# QLD: hervey bay



## Bejay (Jun 21, 2012)

After a long drive from melbourne i arrived at the inlaws in toogoom, and fished all over the place, i was suprised by the current at burrum heads it was very interesting, 
the fishing was hard work, here is a short report vid.. enjoy


----------



## whoohoo (Feb 3, 2006)

Great video, how did you go using the live bait?


----------



## BIGKEV (Aug 18, 2007)

Looks like you caught some good fish, certainly makes the stay with in laws worth it, although I think you need a bigger net  .


----------



## Bejay (Jun 21, 2012)

whoohoo said:


> Great video, how did you go using the live bait?


cheers bud, live bait was awesome, we tied up together and anchored in the estuary at toogoom and it was mayhem landing some nice bream and good flathead , i stuffed up the footage of cast netting from the yak, it was very effective,


----------



## geminiwraith (Nov 26, 2010)

Gattakers looked nice and quiet. Every time i've fished there it's been chock-o-block full of tinnys, blowing a gale, and no fish to be found!


----------



## redgreg (Oct 17, 2012)

great place and great video


----------



## shell225 (Feb 6, 2013)

That looks like a fantastic trip. Its gotta be good when the fish wont fit in your net


----------



## DrJed (Sep 13, 2007)

Great video bud and some cracker fish. Love seeing you getting a bath from a big golden trev 
Post another one soon.
cheers
steve


----------



## Sheik (Feb 25, 2012)

Yep. nice work. Looks like about a 9 foot cast net was it? It was ok to throw from in the yak?


----------



## Bejay (Jun 21, 2012)

Sheik said:


> Yep. nice work. Looks like about a 9 foot cast net was it? It was ok to throw from in the yak?

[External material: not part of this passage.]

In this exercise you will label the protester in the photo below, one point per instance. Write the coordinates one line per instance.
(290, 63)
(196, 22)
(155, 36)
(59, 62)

cheers mate, its a 8ft, cast netting from the yak was awesome and very effective, it was abit tricky getting all the hardy heads out before they die, especially with the net getting caught on the mirage drive.... cant wait to get back up there and do it again


----------



## Sheik (Feb 25, 2012)

I see. Anyway, if the worst comes to the worst, you can always stop off on a sand bank and chuck out from there. Maybe not so much upriver towards Buxton and further but I agree, it's a great spot. You should also try Tuan Creek and Maaroom on the Tin Can road from Maryborough. Great creeks for kayaks.


----------



## Bejay (Jun 21, 2012)

Sheik said:


> I see. Anyway, if the worst comes to the worst, you can always stop off on a sand bank and chuck out from there. Maybe not so much upriver towards Buxton and further but I agree, it's a great spot. You should also try Tuan Creek and Maaroom on the Tin Can road from Maryborough. Great creeks for kayaks.


I was pretty keen to try down towards maryborough, untill I saw a 3 and a half meter croc on the news, in the maryborough river :shock:


----------



## Sheik (Feb 25, 2012)

yeah but you'd have to be unlucky though...?


----------



## Bejay (Jun 21, 2012)

Sheik said:


> yeah but you'd have to be unlucky though...?


I've spent a lot of time living in areas with crocs and I wouldn't risk it. Especially by yourself.


----------



## Sheik (Feb 25, 2012)

Bejay said:


> Sheik said:
> 
> 
> > yeah but you'd have to be unlucky though...?
> ...


Given that I'm a coward when it comes to sharks and crocs, I'm hearing you bro


----------